If I have any regret surrounding chiropractic it is that too many of my patients didn’t follow through on good chiropractic care plans to get the “big picture” and the best that chiropractic has to give. I’m a lifetime chiropractic patient, why aren’t they? The simple fact that they just didn’t stick around long enough – or poor patient compliance – became a serious study of mine. After spending thousands on research it took me two years to go from a 36 PVA to a 72 PVA by applying a number of small but important fixes. The following are seven of those fixes that will boost patient compliance.
1. Do a head, heart and gut check: Are you giving “Golden Rule” recommendations? Here’s what I mean: What care recommendations would you outline for your father, mother, sister, brother, spouse or children? Remember, it’s your responsibility to assess the patient’s needs and make recommendations based on the best care.
When you give Golden Rule recommendations you align your head, heart and gut. Your conviction, compassion and confidence increase. Additionally, if the road gets rough along the way you know that you outlined the best care and can defend it.
Exercise: Based on your primary technique protocols as well as clinical experience, lay out a “Golden Rule” care plan. Present the plan to a colleague, asking him or her to take “the devil’s advocate” position to question your reasoning. Respond to each question with a smile and the starting phrase “Great question, let me clarify…”
Special Note: Let’s assume that you don’t adjust on the first day, and you explain what chiropractic is all about on a Day 2 ROF. The next two tips listed below must be part of a good ROF.
2. Have written care plans: I hold that biggest care scandal in chiropractic is chiropractors under-recommending care due to fear of rejection. To help counteract that temptation have a written care plan designed to take a patient through relief, correction, strengthening and into wellness. Written care plans make it harder to chicken out when recommending care.
Exercise: Write out your care plans and explain them to your CA.
3. Give your patients financial options: One of the biggest reasons for discontinuing good care plans is money. Not necessarily the lack of it, but not straightening out all the money details at the start when patients are giving you their best decisions and commitments.
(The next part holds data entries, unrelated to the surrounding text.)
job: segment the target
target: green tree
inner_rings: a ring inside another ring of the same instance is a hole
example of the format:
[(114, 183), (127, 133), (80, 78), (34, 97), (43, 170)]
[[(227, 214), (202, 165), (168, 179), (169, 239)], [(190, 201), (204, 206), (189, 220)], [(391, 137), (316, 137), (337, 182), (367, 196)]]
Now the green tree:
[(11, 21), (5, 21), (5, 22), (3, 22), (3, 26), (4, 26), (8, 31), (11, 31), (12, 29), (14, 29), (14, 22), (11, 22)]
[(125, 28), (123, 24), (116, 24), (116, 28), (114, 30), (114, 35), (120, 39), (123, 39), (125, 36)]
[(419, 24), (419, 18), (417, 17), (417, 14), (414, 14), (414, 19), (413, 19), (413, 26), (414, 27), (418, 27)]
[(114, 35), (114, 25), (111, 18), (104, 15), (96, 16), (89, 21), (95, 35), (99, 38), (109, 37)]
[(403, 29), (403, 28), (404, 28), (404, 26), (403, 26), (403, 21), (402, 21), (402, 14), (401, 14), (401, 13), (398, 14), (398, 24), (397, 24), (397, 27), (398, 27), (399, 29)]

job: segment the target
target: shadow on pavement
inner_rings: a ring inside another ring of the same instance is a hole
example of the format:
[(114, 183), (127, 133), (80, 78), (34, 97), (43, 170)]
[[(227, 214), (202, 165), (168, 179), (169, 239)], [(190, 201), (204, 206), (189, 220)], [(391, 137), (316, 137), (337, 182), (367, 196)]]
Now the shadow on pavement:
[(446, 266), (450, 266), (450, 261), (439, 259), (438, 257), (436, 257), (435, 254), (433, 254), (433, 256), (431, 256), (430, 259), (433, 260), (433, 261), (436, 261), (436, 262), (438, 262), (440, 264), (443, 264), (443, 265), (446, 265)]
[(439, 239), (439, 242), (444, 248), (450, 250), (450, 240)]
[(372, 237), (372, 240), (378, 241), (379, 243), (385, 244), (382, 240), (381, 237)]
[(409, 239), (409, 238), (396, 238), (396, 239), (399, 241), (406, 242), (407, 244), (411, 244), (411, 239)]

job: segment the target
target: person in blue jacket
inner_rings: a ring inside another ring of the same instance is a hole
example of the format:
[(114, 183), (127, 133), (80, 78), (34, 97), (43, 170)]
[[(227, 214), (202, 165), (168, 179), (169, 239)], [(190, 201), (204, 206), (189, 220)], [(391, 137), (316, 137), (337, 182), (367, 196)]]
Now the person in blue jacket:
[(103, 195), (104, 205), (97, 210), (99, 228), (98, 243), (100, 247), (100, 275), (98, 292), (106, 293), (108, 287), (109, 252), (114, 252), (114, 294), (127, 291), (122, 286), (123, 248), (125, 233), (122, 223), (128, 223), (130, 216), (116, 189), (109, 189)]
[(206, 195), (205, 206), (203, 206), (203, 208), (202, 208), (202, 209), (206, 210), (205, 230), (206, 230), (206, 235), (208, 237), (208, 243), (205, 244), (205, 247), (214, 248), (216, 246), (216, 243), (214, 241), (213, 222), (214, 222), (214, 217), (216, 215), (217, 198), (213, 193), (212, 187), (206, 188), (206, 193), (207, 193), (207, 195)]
Work out the money issue before the report of findings and give the patient financial options. I suggest that we finance or extend credit to patients so they can get the care they need and pay for it at their own pace.
I use and recommend www.cashpractice.com and like the three options that they give the patients.
I love saying “All three options save you a good amount of money. I don’t care which one you choose. It all depends on what works best for you.”
4. Re-state and re-commit the patient to their care schedule and financial arrangements that you just made in the ROF with your CA. This three-way agreement starts the administration of the details of patient payment and multiple appointment plans.
Let me explain why this is important: In the ROF the patient hears about the care they need and how to pay for it. These concepts become concrete realities as your CA writes out all the details. IF objections come up, she can handle them right there. From time to time you may need to have the patient come back with their calendar or personal digital assistant (PDA) for an appointment meeting.
Exercise: This is easy – put together a care and payment plan. In a training session explain the appointment and payment plans of this hypothetical patient to your CA. Your CA then role-plays the explanation of the appointment process, makes the appointments and goes over the fine detail of the patient payment plan. At first, listen and comply, but as your CA gains expertise increase the objections and work out rough spots.
5. Be genuinely glad to see and be interested in your patients. There is nothing that can replace personal warmth and a sincere interest in your patients well-being. A doctor I know who specializes in difficult cases from all over the world mentioned that she goes through a lot of tissues at her office. I asked why. She told me she frequently cries with her patients when they become emotional about their problems. Her patients know she truly cares about them and that’s at least one reason why she virtually never looses a patient.
Exercise: Greet every patient with a “Good to see you, (Name). We all love to hear our own names and everyone likes to be recognized, appreciated and approved of. “Hey, Norm!”
6. Always help your patients focus on the importance of the next care goal. Here you need to be a combination doctor, coach and cheerleader. When the patient is in the relief phase, I coach on how to get to correction and how important that is. When we are in correction, I coach on how to get the best correction and on to strengthening.
We are always focused on how to get to the next step and how important each step it. This is called leadership. It’s essential for good compliance.
Exercise: Take your patients to the Three Phases Chart, tell them where they are and talk about the importance of the next step.
7. Be quick to “come along side” the patient to fix problems with appointments, care recommendations or payment problems. If a patient demonstrates a weak commitment to their care, express your concern. Don’t bully people with a “my way or the highway approach.” Assume they want to do their best, but multiple factors may make it hard. Here are a couple phrases that can help you save a good patient from poor decisions and boost your patient compliance:
“You’re scaring me with how we’re treating your appointments, Gina, and I’m pretty brave. If I didn’t mention it, I wouldn’t be a good doctor and neither of us wants that. Is there anything wrong?”
Exercise: Role-play with your CA “coming along side” three patients you both know are having trouble keeping their appointments.